After our walk and initial introduction to the township and what we were seeing, Nadi took us to visit a an orphanage in the township.

mother and child  herero toddler

The woman we met there was of the Herero tribe; she was in full Hereo dress, characterized most by the horn-shaped head cover resembling the horns of a cow.  (The Herero people measure their wealth in cattle, as do many  other African people,  and this is evident in the  women’s traditional way of dress.) She had the sweetest toddler with her – I couldn’t resist snapping a few photos, hoping to get a good enough one to draw from. There were no there children that we could see – the other children were all off on some outing, I believe.

Our next stop was a local craft shop, supporting crafts made by women from the township where we bought a few crafts …. for us that meant baby clothes for Mike’s eagerly anticipated first grandchild.

Our last stop was the most highly anticipated one –  a local restaurant where we sampled the local fare:  spinach, pap (a traditional porridge  made from ground maize, a staple of the Bantu people of South Africa), chicken, a kind of bean mush, and Mopani worms.

bowl of worms

In the food department, I was definitely not the most adventurous of our group. I didn’t eat anything but the chicken. I tried the spinach but it was terribly gritty, the beans …. I didn’t like the taste of and the  mopani worms …. I could hardly look at them, let alone eat them.

a mopani worm

 

It was hard enough taking a picture of Mike putting one in his mouth and chewing it!!!

worm saga 1  worm saga 2  worm saga 3

Hmmm ….. ! Do you think he liked them?? Afterwards, Dumi explained to us that there are different ways of preparing the worms and that the ones he likes are deep fried. We had another chance to try them that way and then Mike liked them better.

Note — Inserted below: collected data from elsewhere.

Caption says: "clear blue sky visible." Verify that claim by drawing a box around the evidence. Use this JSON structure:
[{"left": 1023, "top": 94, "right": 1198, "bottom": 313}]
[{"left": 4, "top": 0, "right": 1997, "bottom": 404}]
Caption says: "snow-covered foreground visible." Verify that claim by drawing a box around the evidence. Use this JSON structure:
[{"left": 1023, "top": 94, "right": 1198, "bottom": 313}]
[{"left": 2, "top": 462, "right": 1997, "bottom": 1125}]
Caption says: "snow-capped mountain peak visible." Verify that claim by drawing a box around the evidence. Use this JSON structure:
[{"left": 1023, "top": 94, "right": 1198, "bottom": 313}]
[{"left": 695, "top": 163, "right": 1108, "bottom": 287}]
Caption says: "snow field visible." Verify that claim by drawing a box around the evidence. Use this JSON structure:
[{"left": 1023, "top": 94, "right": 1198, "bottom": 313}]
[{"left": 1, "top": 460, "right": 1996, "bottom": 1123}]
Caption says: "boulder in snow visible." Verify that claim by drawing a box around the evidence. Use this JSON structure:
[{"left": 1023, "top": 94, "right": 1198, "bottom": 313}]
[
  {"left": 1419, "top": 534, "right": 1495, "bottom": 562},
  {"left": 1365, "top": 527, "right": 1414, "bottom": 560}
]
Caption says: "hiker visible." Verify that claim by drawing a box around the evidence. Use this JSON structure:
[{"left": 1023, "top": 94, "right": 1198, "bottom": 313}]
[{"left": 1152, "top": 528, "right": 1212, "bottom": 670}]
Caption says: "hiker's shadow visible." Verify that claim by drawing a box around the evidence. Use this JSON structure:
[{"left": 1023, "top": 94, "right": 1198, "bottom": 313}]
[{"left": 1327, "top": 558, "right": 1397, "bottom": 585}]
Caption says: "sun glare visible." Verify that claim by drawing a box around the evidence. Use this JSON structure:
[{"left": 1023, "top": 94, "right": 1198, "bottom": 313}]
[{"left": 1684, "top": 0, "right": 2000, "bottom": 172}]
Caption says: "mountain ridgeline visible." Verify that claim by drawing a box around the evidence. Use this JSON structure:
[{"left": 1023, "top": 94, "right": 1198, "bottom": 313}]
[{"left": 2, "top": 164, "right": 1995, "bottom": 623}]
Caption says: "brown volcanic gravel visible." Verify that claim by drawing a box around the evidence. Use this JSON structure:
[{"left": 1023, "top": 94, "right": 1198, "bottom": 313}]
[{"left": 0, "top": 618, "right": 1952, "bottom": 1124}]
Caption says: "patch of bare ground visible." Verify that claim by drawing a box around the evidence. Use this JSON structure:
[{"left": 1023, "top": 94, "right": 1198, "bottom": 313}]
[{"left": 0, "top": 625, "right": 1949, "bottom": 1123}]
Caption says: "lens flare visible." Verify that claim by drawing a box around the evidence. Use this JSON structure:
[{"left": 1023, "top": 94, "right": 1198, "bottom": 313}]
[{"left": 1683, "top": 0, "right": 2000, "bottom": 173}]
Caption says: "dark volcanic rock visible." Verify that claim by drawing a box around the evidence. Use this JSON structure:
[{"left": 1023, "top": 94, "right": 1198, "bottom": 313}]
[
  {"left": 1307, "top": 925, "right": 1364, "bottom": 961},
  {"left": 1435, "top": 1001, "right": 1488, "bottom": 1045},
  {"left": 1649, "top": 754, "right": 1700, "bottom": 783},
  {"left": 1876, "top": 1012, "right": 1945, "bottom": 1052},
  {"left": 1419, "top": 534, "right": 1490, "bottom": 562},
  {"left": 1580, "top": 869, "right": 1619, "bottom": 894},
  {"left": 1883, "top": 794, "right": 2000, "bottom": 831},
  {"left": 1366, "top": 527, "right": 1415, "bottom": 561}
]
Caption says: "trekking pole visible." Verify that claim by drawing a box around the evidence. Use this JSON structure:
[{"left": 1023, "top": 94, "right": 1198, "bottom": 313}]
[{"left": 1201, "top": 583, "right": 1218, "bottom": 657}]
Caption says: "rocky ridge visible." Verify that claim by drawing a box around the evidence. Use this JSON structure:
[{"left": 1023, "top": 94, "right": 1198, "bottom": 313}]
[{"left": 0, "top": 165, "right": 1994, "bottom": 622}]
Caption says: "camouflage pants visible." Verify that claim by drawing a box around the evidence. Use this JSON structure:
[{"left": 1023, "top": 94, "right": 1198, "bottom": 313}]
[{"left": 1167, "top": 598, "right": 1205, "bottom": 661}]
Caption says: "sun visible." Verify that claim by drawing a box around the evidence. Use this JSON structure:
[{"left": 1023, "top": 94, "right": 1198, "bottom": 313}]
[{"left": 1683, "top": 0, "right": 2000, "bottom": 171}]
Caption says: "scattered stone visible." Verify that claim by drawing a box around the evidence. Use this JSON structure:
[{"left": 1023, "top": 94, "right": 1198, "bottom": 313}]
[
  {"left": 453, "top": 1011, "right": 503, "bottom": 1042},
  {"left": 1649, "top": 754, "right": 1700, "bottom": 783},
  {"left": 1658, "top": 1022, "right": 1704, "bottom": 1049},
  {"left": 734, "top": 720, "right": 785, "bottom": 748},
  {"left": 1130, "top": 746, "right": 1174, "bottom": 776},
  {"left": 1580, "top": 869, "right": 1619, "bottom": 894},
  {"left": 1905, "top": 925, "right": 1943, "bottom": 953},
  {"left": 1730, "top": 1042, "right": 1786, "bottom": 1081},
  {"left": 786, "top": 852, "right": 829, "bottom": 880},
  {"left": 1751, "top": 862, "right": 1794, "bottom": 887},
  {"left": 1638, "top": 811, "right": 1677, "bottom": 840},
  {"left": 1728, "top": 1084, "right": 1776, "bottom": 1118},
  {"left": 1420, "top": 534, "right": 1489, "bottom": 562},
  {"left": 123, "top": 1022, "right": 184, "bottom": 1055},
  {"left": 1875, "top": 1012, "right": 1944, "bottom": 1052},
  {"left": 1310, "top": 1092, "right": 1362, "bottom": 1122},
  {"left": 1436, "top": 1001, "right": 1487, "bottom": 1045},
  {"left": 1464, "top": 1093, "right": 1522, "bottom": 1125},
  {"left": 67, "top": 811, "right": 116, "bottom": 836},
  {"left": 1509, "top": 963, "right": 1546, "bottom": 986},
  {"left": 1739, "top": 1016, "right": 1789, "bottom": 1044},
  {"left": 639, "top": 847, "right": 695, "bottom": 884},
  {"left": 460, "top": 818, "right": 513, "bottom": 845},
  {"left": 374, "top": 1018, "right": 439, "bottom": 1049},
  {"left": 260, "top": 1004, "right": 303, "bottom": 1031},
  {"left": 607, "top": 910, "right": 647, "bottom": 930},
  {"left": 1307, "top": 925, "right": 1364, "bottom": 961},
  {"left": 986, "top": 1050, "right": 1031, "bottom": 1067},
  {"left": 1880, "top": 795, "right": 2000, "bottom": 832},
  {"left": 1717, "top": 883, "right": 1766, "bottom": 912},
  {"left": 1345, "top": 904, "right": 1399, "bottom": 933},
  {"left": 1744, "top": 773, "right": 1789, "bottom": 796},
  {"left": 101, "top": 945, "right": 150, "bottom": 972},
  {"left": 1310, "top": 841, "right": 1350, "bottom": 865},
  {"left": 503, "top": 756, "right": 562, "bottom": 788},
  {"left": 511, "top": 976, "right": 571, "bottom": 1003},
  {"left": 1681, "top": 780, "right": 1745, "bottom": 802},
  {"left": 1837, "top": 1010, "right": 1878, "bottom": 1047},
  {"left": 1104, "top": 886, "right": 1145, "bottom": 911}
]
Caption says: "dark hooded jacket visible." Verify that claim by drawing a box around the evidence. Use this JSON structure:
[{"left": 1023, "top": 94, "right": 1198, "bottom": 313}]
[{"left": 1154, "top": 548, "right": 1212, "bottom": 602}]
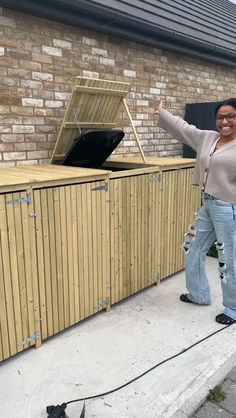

After we had eaten our fill, we were serenaded by a local African apace vocals group. They were a group of 4 guys and not only was their music great, their energy was fantastic. They pulled a few of us up to dance and share in their fun and love of life. In this next photo of them, you can see each of them making a gesture with their hand …. it is the symbol of Namibia, in the shape of their country. The thumb sticking our horizontally represents the Caprivi Strip, the small strip of land along the northern border between Namibia and Angola, extending westwards from Namibia into Zimbabwe in the north and Botswana in the south. A great ending to a great township tour.

vocal group

vocal group member  vocal group member 2

We bid Nadi farewell and went to our respective rooms for “comfort” stops – a shower and a snooze and after a while, set off to find ‘The Tug’ restaurant at the jetty. It was packed and looked like a the recommendation was well-deserved. However, it wasn’t meant to be. Although a reservation had been made for us, somehow, the restaurant had no record of it. Apologetically and and most helpfully, they sent us off to Kuchhie’s, also highly recommended. We sat at a long trestle-like table and ordered a variety of dishes ranging from a gourmet burger to a dinner of wild game meats served with ….. the ever – present wine and beer of course. In the middle of pre-dinner drinks, who should appear but Dumi and Richard. Originally, their intention was to find us at The Tug but ended up on a kind of treasure hunt, eventually finding us at Kuchie’s. Our invitation to “join us” was accepted and the evening progressed in fine style from that point the  ‘young and the beautiful’ of our group, renamed “The Bush-Babies”,  and Jan  (our Dutch Dancer) went in search of the local nightlife. (Not sure f they found the ‘nightlife’ or became it!!!

The older and wiser of the group, Mike, Rhea and I, wandered home and trundled off to sleep.